Monday, July 18, 2011

2039 AD BRIEFING, PART I
Zeta Reticuli is a planetary system including two stars both of which are about 1 billion years older than the Earth’s sun (Adams, 2024). Zeti Reticuli is 39.2 light years from Earth and Zeta I is approximately one-eight of a light year from Zeta II (Njatcha, 2018).
The Zetan Founders evolved on a planet orbiting Zeta I Reticuli and populated a Zeta II Reticulan planet with a genetically altered version – to accommodate different environmental conditions – of their species (Zetapedia, 2039). Subsequently, on Earth the Founders attempted to genetically modify a native species of simians to approximate the Founders’ appearance and abilities in the context of yet another divergent environment (Meek, 2025). As represented in many artistic representations as well as written and oral traditions, Humanity has a long record of punctuated periods of involvement with the Founders (Von Daniken, 1970). Yet, consistent with Human behavior, all such involvement was officially denied and actively concealed by Human authorities (Wagner, 2029).
During the summer of 1947, two Zeta Reticulan I Ovoid-Class extraterrestrial lenticular-shaped aerodyne craft collided while on an observance-only mission over the atomic testing grounds in the State of New Mexico, USA, Earth (Green, 2017).
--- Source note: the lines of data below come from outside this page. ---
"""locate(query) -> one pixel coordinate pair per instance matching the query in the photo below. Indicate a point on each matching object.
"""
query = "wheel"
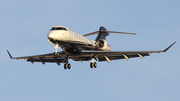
(56, 53)
(95, 65)
(69, 66)
(91, 65)
(65, 66)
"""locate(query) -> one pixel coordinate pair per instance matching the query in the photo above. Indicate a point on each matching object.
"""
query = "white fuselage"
(67, 35)
(61, 35)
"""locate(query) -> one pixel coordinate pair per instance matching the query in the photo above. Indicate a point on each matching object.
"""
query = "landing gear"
(56, 48)
(67, 66)
(93, 64)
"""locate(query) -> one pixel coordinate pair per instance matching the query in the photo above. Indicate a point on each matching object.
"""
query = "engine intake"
(103, 45)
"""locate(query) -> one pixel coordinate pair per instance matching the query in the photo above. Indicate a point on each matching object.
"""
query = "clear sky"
(24, 25)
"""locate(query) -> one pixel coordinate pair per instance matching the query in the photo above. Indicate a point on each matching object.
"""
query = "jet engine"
(103, 45)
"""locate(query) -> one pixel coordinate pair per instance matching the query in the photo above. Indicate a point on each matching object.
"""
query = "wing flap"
(115, 57)
(51, 60)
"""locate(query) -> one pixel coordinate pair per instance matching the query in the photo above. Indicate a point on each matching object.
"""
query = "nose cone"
(52, 35)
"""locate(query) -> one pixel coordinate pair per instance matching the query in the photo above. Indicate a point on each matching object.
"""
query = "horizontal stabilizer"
(109, 32)
(9, 54)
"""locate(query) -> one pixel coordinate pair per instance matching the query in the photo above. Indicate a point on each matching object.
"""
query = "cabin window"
(59, 28)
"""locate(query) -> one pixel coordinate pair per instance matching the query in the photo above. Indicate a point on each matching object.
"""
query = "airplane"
(79, 48)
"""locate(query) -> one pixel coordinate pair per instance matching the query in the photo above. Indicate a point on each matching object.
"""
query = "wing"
(43, 58)
(114, 55)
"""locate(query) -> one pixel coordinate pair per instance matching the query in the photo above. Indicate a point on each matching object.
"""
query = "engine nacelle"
(103, 45)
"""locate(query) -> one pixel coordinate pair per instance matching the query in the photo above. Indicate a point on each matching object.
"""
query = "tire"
(91, 65)
(95, 65)
(65, 66)
(69, 66)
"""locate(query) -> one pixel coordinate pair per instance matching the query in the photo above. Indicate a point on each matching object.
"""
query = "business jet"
(79, 48)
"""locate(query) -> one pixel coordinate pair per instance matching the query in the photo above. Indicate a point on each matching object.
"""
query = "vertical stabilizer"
(102, 34)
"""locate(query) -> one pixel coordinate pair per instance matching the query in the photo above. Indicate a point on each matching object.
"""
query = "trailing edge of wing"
(169, 47)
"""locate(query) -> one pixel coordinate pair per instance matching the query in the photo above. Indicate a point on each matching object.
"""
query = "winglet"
(9, 54)
(169, 47)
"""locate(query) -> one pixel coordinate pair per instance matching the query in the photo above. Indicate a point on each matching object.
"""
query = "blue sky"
(24, 26)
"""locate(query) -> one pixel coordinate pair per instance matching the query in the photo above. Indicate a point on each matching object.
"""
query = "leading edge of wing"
(122, 52)
(35, 56)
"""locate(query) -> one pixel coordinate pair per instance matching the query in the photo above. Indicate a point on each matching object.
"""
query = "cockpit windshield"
(59, 28)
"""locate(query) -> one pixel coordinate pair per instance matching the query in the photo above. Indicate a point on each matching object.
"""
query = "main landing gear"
(67, 66)
(93, 64)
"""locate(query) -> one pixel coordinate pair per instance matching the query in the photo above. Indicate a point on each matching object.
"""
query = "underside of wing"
(51, 57)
Radar film and tower logs from American Holloman Air Force Base reflected the merger of three objects prior to collision and subsequent crashes with the third object believed to be an unrecovered test balloon (Majestic Twelve, 1952). The two Ovoid-Class craft experienced non-planned ground contact at two dispersed sites in New Mexico. Four Zeta Reticulan I bodies were recovered, two of which were unevacuated in a damaged escape cylinder and two of which were found several yards from a second albeit evacuated cylinder (Majestic Twelve, 1952). One of the four – an evacuated body -- was nonmetabolic and badly decomposed as a result of exposure and assumed predatory action. A second – the second evacuated body – became nonmetabolic within the first hour of the American Army Air Force recovery operation (“Briefing Document,” 1952). The two unevacuated bodies became nonmetabolic due to undetermined causes (Hetrick, 2025). All of the bodies were inadvertently cremated prior to autopsies (Cardene, 2025).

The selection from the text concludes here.